Paris, son périph’ et musique urbaine dans le clip “Poésies” de Chaton

Cha­ton dit écrire pour se sauver de la folie. Sa voix à fleur de peau tein­tée d’auto-tune place l’artiste dans nos grandes attentes de l’année à venir. Avec un rythme tiré du reg­gae et un ton dés­abusé, Cha­ton vient jouer dans la cours des musiques urbaines en com­pag­nie des PNL, Columbine et autre Lomepal. Le titre “Poésies” est pour l’instant le seul morceau disponible à l’écoute, mais un album, Pos­si­ble, est prévu pour mars 2018.

Pour patien­ter Cha­ton dévoile le clip de ce morceau, tourné dans le Paris périphérique. Le chanteur racon­te s’être lit­térale­ment aban­don­né dans la créa­tion en écrivant “Poésies” et a trou­vé en le réal­isa­teur Raphaël Pfeif­fer autant de pas­sion et de con­vic­tion dans son art qu’est la mise en image. Le vidéaste présente son approche doc­u­men­taire pour ce pro­jet de cette manière :

J’ai voulu faire un film sim­ple qui traduise de manière min­i­mal­iste la poésie d’un envi­ron­nement parisien urbain trop sou­vent écrasé par sa foule. Des routes, des habi­tudes, des des­ti­na­tions dev­enues des non-lieux à force d’être arpen­tés à répéti­tion.
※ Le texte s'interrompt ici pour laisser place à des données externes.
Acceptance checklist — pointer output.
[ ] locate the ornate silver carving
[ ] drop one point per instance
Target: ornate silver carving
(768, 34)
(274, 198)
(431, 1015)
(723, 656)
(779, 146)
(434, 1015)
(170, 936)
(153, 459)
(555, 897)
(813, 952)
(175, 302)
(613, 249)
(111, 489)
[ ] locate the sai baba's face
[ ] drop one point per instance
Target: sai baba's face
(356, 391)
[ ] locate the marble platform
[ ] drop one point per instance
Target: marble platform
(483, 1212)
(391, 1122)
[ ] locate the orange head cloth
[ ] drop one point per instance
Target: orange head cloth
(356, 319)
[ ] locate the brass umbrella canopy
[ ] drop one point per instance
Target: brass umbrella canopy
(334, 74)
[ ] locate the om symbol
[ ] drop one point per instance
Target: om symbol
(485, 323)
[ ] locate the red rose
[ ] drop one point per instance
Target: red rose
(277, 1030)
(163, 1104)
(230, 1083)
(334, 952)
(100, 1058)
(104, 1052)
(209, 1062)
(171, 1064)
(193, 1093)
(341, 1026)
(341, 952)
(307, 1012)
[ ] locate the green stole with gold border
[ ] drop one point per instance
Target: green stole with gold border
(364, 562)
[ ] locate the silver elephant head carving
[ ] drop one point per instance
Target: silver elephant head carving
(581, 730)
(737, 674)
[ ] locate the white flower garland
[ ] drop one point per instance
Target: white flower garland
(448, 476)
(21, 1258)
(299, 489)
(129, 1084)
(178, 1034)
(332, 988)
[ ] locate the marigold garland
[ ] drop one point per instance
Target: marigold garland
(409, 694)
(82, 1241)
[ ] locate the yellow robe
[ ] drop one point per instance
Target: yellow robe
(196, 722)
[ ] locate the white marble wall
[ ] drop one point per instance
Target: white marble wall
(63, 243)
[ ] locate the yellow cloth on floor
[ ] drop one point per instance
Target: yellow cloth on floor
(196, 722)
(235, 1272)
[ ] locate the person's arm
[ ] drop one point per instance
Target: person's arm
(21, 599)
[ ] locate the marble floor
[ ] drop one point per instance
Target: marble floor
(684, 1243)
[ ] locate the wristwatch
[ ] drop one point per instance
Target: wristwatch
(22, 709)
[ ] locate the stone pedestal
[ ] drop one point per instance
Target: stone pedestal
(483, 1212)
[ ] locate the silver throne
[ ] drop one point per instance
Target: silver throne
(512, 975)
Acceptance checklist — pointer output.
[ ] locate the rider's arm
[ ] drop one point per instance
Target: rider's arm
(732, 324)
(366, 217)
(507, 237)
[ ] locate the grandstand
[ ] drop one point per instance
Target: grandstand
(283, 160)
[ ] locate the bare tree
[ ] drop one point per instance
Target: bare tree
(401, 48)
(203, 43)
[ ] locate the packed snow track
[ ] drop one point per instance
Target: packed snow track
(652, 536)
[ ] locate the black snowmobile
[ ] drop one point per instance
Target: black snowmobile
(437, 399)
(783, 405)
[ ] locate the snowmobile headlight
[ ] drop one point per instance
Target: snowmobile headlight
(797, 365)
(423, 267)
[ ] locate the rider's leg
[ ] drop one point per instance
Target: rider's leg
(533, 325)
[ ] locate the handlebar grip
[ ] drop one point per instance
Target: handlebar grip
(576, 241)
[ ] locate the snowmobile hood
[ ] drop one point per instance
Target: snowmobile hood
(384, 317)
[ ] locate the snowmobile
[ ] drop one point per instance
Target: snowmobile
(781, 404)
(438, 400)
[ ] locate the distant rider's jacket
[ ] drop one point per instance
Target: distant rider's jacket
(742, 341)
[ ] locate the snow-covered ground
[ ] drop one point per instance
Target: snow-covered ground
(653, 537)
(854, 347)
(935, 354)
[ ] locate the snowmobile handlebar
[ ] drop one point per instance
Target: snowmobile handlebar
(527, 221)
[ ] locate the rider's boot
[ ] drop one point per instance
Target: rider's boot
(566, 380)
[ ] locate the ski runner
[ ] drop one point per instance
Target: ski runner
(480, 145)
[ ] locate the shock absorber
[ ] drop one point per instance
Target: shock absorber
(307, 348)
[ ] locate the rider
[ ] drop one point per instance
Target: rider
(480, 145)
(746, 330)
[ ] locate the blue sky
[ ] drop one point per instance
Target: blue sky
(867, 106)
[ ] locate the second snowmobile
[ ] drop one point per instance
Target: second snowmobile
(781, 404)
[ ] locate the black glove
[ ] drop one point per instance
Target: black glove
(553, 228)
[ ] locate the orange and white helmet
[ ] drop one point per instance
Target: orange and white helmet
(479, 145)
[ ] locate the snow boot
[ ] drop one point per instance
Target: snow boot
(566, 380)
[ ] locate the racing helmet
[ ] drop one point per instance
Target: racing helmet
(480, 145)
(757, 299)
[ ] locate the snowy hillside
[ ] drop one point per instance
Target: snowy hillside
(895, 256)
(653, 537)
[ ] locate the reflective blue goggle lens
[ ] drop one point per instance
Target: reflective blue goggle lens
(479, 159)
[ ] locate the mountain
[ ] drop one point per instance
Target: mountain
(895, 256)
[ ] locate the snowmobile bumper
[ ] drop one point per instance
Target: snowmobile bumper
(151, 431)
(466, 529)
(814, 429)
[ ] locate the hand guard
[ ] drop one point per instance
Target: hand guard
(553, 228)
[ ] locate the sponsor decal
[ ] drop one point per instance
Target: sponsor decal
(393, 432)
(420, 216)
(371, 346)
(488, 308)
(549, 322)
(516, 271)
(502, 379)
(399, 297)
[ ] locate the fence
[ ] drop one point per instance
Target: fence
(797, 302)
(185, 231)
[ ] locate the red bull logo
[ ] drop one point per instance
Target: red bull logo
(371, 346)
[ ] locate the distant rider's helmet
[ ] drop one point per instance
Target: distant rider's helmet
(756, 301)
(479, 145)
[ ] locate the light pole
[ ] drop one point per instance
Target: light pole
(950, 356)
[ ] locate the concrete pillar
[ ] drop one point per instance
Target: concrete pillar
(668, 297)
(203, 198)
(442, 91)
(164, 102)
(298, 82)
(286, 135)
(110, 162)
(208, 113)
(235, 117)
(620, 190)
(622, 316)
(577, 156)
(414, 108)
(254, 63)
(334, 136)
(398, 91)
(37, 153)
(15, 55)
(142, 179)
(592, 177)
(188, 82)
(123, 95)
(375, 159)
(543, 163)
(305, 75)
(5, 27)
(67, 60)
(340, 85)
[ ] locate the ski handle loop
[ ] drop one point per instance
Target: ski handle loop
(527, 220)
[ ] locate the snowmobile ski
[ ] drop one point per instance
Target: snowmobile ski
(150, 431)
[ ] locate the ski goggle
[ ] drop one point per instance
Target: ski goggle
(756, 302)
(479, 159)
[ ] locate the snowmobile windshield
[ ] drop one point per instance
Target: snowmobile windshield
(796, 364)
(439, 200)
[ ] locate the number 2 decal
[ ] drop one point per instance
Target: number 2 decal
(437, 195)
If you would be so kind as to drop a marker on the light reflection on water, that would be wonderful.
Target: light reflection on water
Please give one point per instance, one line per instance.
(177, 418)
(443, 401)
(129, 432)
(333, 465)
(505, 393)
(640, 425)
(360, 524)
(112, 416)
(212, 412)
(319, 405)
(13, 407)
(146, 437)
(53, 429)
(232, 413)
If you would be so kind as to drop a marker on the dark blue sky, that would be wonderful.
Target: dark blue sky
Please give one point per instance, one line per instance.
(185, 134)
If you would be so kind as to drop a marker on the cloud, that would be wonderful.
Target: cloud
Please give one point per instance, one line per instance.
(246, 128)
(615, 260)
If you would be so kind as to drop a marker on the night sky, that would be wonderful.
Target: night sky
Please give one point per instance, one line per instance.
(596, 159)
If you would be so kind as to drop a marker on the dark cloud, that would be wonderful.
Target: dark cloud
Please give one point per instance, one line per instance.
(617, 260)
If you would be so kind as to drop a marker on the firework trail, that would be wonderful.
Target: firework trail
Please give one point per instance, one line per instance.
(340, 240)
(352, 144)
Pour ce clip, on a com­mencé par suiv­re Cha­ton dans ses errances, dans le quarti­er qu’il habite et qui a nour­ri l’écriture du morceau. On s’est ensuite intéressé aux détails, en apparence anodins, sur lesquels il s’arrêtait : l’agencement des chais­es dans un café lamb­da, le défile­ment du béton dans un park­ing, la pre­mière fenêtre d’un immeu­ble à allumer la lumière quand la nuit tombe… On a voulu mon­tr­er la charge poé­tique de ces élé­ments qui n’attirent en principe pas l’attention, et célébr­er ce que Georges Perec décrit dans L’infra-ordinaire comme “l’interrogation de l’habituel”.”